Ele oportuniza ao ator transgredir tudo que está ou foi pré-estabelecido pelos sistemas. Oferece,também, ao ator a possibilidade de desvestir a máscara padronizada que a sociedade consumista nos impõe cotidianamente, a mentira que somos, o engodo social que projetamos, a farsa política dos nossos governantes...
Sem esses aspectos, a meu ver, um espetáculo não se reveste da centelha de vida que deve possuir.
Por outro lado a obra teatral deve, também, impregnar o público de valores, de bons valores. O mundo está muito violento. O homem perdeu no redemoinho da violência a alma da sua solidariedade.
O egoísmo está se sobrepondo ao sentimento de solidariedade, de humanismo. O homem contemporâneo passou a ter repulsa e medo do seu próprio semelhante. O teatro tem o poder de reconciliar e solidarizar com o público. O teatro não pode ter preconceito de nada, muito menos o ator.
As pessoas de teatro, os artistas de um modo geral, a meu ver, são mais solidáriás, mais sensíveis, porque em nossa volta existe uma corrente de sensibilidade extraordinária, emanada do grande Circo Místico.
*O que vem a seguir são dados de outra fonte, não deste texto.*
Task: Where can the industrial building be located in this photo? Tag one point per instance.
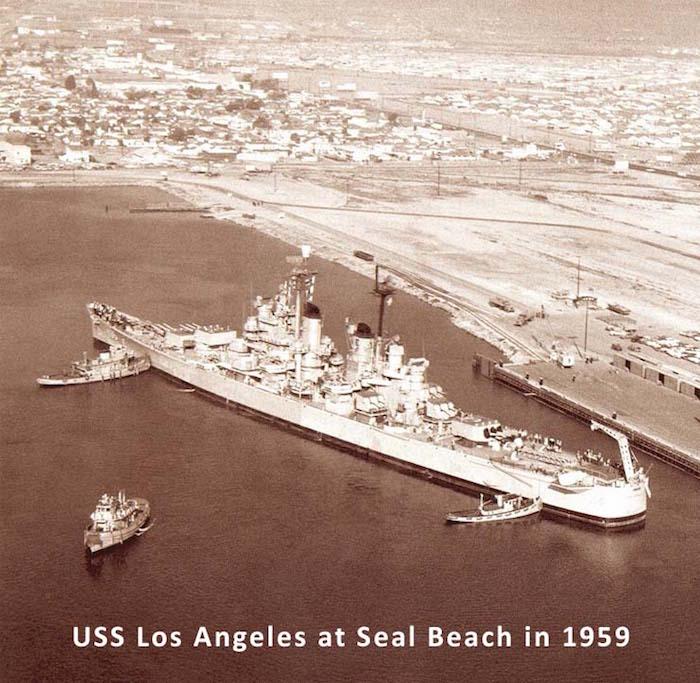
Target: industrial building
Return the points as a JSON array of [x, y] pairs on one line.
[[650, 369]]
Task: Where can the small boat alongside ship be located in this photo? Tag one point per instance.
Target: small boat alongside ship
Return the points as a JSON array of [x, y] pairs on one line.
[[502, 508], [116, 363], [116, 519]]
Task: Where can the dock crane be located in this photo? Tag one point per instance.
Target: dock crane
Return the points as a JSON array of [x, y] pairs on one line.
[[629, 462]]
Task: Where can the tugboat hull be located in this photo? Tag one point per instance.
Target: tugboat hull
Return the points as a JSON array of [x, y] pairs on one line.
[[95, 540]]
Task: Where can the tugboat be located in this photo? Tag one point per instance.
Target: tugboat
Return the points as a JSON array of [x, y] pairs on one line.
[[116, 363], [502, 508], [115, 520]]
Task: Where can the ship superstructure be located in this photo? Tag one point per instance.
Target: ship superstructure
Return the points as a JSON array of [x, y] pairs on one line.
[[375, 400]]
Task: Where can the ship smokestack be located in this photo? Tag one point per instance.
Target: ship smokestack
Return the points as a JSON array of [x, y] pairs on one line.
[[312, 325]]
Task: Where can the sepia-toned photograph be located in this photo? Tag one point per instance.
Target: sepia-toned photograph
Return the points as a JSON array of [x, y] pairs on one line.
[[349, 341]]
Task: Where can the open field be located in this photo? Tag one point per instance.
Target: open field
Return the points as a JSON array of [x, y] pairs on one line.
[[481, 230]]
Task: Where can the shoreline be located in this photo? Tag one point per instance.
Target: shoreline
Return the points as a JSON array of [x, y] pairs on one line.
[[470, 321]]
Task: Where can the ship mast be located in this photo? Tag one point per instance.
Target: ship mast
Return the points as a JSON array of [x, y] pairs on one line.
[[302, 285], [384, 291]]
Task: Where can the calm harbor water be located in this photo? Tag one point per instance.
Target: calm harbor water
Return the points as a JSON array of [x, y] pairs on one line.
[[256, 526]]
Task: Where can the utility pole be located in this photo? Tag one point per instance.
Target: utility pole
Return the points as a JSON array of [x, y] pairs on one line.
[[384, 291], [578, 279]]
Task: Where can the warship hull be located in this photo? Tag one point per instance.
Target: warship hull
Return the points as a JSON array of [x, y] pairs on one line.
[[609, 507]]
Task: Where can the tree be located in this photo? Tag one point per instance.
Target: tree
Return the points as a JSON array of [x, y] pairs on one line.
[[92, 87], [262, 122], [178, 134]]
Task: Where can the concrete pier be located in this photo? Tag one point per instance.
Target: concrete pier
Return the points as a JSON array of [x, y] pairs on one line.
[[658, 422]]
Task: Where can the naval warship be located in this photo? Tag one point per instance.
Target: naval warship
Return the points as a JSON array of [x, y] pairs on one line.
[[116, 363], [375, 401]]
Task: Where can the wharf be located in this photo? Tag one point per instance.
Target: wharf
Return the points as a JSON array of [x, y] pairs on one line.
[[658, 421]]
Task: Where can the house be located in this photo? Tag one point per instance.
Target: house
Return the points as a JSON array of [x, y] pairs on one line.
[[15, 155]]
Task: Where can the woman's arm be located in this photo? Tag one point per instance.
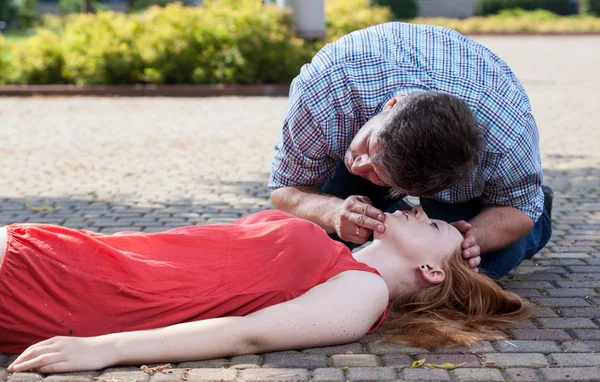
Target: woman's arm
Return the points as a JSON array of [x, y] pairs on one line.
[[339, 311]]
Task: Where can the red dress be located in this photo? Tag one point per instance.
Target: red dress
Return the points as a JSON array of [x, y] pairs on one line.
[[60, 281]]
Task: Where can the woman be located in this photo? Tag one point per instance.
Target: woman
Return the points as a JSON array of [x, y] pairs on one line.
[[267, 282]]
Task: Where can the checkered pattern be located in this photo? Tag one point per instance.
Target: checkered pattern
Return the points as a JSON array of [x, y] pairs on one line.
[[349, 81]]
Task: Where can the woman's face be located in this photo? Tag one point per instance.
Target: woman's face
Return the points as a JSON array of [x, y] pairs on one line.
[[418, 238]]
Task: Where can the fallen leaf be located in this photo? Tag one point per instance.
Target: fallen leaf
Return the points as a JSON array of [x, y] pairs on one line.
[[446, 366], [418, 363]]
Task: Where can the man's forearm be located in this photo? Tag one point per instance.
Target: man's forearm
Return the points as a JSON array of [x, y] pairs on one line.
[[307, 203], [497, 227]]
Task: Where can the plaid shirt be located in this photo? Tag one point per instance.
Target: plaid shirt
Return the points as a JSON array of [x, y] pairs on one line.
[[350, 80]]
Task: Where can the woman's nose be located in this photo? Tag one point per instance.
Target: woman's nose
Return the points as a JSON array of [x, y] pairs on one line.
[[419, 213], [360, 164]]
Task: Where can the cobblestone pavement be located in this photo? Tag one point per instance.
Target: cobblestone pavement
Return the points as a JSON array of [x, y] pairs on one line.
[[152, 164]]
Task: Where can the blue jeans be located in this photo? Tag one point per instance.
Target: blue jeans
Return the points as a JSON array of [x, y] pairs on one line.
[[495, 265]]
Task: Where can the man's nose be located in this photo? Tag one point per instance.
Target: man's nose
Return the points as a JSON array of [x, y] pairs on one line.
[[361, 164]]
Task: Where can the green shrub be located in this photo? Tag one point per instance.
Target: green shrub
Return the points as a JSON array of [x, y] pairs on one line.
[[3, 60], [560, 7], [345, 16], [29, 15], [401, 9], [591, 6], [100, 49], [36, 60]]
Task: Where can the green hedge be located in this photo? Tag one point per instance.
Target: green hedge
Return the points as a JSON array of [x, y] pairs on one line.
[[224, 41], [591, 6], [560, 7]]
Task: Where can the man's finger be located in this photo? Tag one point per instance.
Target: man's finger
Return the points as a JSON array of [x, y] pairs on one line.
[[363, 220]]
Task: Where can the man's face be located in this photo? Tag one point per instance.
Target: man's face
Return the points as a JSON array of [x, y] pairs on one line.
[[363, 148]]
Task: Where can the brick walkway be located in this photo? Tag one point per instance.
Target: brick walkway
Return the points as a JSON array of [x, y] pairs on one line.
[[152, 164]]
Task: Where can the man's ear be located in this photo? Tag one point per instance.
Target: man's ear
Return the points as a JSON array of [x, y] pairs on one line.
[[390, 104], [432, 275]]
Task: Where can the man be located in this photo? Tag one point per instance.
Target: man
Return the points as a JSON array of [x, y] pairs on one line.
[[401, 109]]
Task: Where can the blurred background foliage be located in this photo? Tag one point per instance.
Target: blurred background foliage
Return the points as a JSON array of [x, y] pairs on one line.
[[224, 41]]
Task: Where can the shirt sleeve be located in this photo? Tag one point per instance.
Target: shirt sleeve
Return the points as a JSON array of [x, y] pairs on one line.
[[302, 153], [517, 180]]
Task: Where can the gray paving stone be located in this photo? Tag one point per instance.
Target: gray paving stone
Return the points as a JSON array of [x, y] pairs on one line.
[[371, 374], [517, 346], [570, 374], [562, 302], [284, 375], [73, 377], [395, 360], [353, 348], [570, 292], [426, 375], [327, 375], [573, 360], [566, 323], [246, 361], [294, 360], [354, 360], [457, 359], [522, 375], [484, 374], [25, 377], [540, 334], [517, 359], [379, 348]]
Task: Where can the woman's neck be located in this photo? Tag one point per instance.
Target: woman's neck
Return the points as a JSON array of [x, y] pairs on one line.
[[397, 275]]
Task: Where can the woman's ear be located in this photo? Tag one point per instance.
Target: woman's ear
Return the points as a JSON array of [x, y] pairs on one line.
[[432, 275]]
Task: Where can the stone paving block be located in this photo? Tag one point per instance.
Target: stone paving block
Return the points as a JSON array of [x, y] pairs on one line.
[[581, 346], [328, 375], [395, 360], [584, 268], [354, 360], [565, 323], [294, 360], [457, 359], [570, 374], [379, 348], [586, 334], [73, 377], [517, 359], [246, 361], [540, 334], [264, 375], [129, 374], [484, 374], [570, 292], [353, 348], [426, 375], [517, 346], [575, 359], [211, 363], [589, 312], [544, 312], [560, 302], [25, 377], [522, 375], [371, 374], [527, 292], [578, 283]]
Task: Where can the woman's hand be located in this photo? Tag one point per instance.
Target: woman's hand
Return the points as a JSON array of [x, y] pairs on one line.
[[64, 354]]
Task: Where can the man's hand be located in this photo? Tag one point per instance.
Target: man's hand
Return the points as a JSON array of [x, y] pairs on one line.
[[356, 219], [471, 250], [64, 354]]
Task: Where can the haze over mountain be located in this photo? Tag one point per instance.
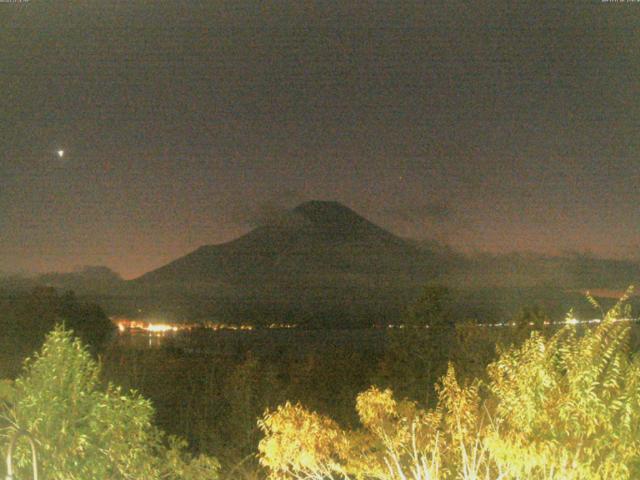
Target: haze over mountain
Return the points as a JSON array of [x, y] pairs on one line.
[[321, 260], [317, 238]]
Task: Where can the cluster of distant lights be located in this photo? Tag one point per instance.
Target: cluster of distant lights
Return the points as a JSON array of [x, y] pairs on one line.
[[162, 328]]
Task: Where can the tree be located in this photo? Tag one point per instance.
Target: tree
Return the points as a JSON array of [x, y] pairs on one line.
[[86, 431], [417, 354]]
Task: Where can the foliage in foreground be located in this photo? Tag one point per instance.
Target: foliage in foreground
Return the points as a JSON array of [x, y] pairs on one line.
[[567, 407], [86, 431]]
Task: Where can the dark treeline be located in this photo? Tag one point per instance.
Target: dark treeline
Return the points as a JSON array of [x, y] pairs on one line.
[[213, 397]]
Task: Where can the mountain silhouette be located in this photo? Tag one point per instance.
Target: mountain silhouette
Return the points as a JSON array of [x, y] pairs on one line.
[[315, 238]]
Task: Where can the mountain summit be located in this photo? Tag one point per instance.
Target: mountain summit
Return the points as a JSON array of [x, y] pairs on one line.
[[315, 242]]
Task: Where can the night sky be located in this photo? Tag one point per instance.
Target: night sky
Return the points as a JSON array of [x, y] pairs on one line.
[[488, 125]]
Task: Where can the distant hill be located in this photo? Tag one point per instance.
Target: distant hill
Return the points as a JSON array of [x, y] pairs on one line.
[[320, 258], [322, 262], [90, 279], [315, 239]]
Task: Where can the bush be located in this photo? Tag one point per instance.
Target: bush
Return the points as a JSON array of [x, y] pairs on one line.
[[563, 408], [86, 431]]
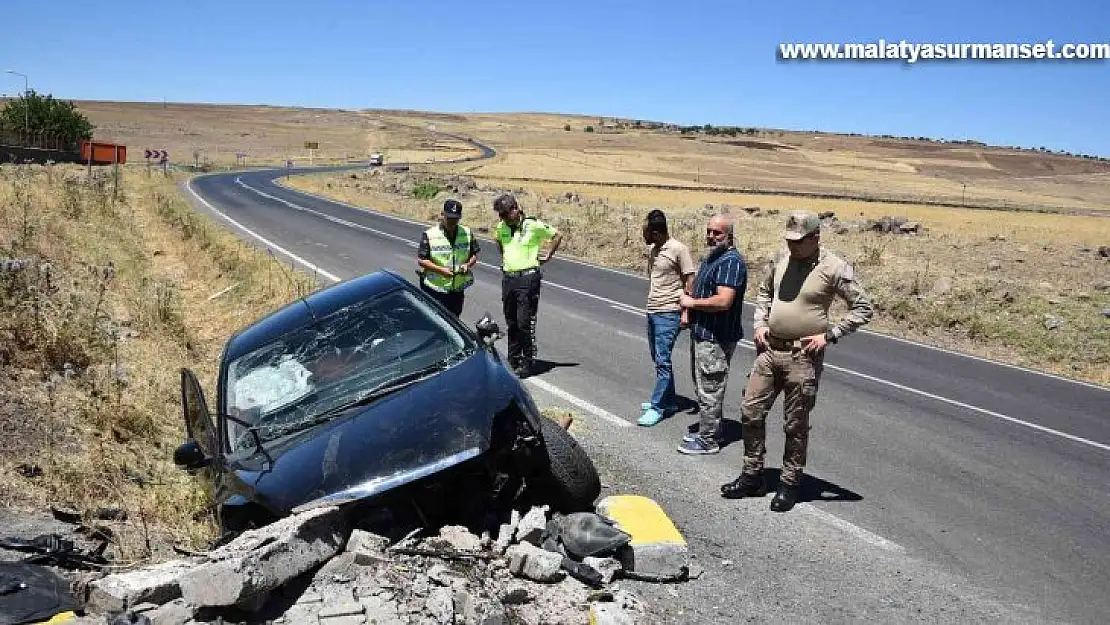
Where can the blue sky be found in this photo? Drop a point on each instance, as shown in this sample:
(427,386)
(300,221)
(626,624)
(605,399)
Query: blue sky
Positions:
(684,62)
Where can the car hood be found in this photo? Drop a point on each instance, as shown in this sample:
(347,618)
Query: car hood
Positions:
(429,426)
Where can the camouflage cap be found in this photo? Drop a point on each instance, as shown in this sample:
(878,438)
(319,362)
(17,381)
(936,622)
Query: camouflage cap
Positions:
(799,224)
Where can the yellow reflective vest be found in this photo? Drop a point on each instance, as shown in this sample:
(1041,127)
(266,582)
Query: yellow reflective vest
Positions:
(445,254)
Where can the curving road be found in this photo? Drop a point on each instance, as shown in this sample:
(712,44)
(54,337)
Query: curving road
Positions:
(941,486)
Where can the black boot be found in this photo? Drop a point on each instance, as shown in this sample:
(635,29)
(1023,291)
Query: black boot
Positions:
(746,485)
(784,499)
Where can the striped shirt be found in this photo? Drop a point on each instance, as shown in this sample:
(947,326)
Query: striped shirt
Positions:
(723,326)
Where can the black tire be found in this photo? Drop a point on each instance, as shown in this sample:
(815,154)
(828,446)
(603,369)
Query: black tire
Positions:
(569,482)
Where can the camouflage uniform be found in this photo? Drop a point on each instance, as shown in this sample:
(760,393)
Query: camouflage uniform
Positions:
(710,363)
(784,366)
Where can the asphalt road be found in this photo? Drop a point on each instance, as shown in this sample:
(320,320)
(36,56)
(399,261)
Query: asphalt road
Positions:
(941,486)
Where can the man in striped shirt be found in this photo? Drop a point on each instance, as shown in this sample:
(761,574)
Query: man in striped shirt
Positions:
(714,313)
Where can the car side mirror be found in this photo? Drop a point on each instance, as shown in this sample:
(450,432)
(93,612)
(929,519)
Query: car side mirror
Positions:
(487,329)
(190,455)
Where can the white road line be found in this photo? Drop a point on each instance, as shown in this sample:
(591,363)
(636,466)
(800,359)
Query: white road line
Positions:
(324,215)
(626,308)
(599,412)
(423,224)
(582,404)
(850,528)
(629,274)
(331,276)
(971,407)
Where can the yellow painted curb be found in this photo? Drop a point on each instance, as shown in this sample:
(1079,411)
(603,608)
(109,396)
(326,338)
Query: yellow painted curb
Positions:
(60,617)
(641,517)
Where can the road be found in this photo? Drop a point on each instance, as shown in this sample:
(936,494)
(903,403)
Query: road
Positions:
(940,487)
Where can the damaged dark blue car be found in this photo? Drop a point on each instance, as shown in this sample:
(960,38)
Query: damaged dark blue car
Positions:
(371,394)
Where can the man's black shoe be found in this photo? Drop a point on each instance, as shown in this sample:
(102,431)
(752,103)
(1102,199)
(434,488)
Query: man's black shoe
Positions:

Na verdade, somos mais solidários sim, porque há milênios “somos expulsos das igrejas, das praças públicas, das cidades, das instituições culturais, dos cemitérios, e vamos nos reconciliar com os ciganos, os vagabundos, os poetas, os mendigos, as prostitutas, os viciados, os marginais, os homossexuais e lá nos reencontramos e nos solidarizamos como seres humanos”.
Ao finalizar um espetáculo teatral o artista se sente recompensado por ter contribuído para que o espectador se encontre consigo mesmo acocorado dentro de sua própria alma.